Daily Express readers around the country were outraged after it was revealed that one single benefit scrounger was costing the taxpayer around £2.5 million a year. Far from being grateful, Charles Philip Arthur George, 62, is rumored to have complained that this is still not enough money to live on.
“One has barely enough money to take the train out” complained Charles. The train, which runs on bio-fuels and the tears of children, is thought to cost the taxpayer around £50,000 per week to run. “Some short-sighted people seem to think that eight carriages are too many for one person, however, one hardly thinks that one is being treated like royalty” moaned the hard-up tax dodger.
Joseph Publique, a disgruntled builder from Reading, said “This is typical of the British welfare system- I work full time as a builder as well as twenty three hours a day as a male prostitute; but I'd be better off just living off the government. At least then I might get a helicopter or ballroom”.

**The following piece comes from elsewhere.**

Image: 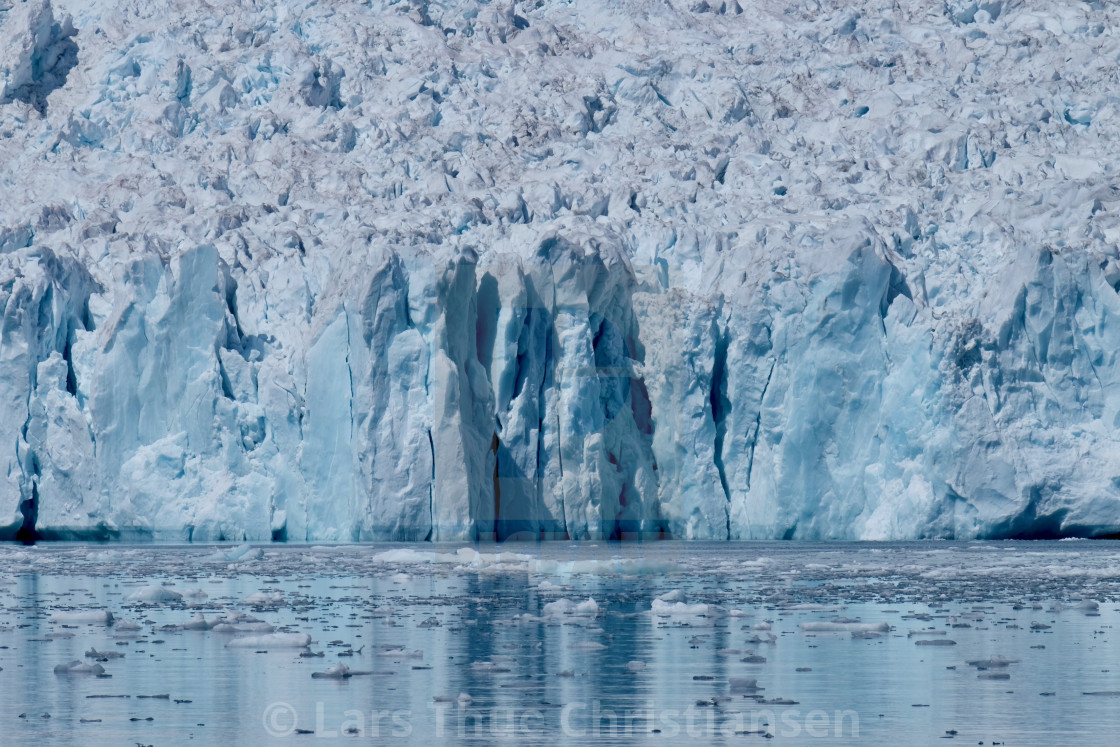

Complaints surrounding Charles and his wife Camilla, 95, have been raised previously after the couple were rehoused from a one bedroom flat in Slough to a six hundred room palace in London. “When I inspected the flat, the rooms were in a right mess, with corgis faeces trodden into the floor and mattresses. The kitchen cupboards looked as if they had collapsed from the sheer weight of coins and treasures that had been forced into them. They are the worst tenants I've ever had, so they had to be evicted” explained former landlord Mr Haston.
London Council advised that they had a duty to provide shelter for Charles, Camilla and the two children form Charles' first marriage. “We simply cannot allow the children to go homeless. They'd probably end up on drugs. The youngest is particularly at risk” advised Nancy Dogood, head of the Wasteful Spending Department at the council's head office .
Ironically, Charles' own mother is still working at the age of eighty four and is forced to wave at poor people for up to twenty minutes a day, just to earn a pitiful £11 million a year. The long-standing monarch voiced concerns at her son's behaviour “Alright, geezer - yeah, that big-eared ponce has such an easy gig. And he's always round here nicking food and crowns”.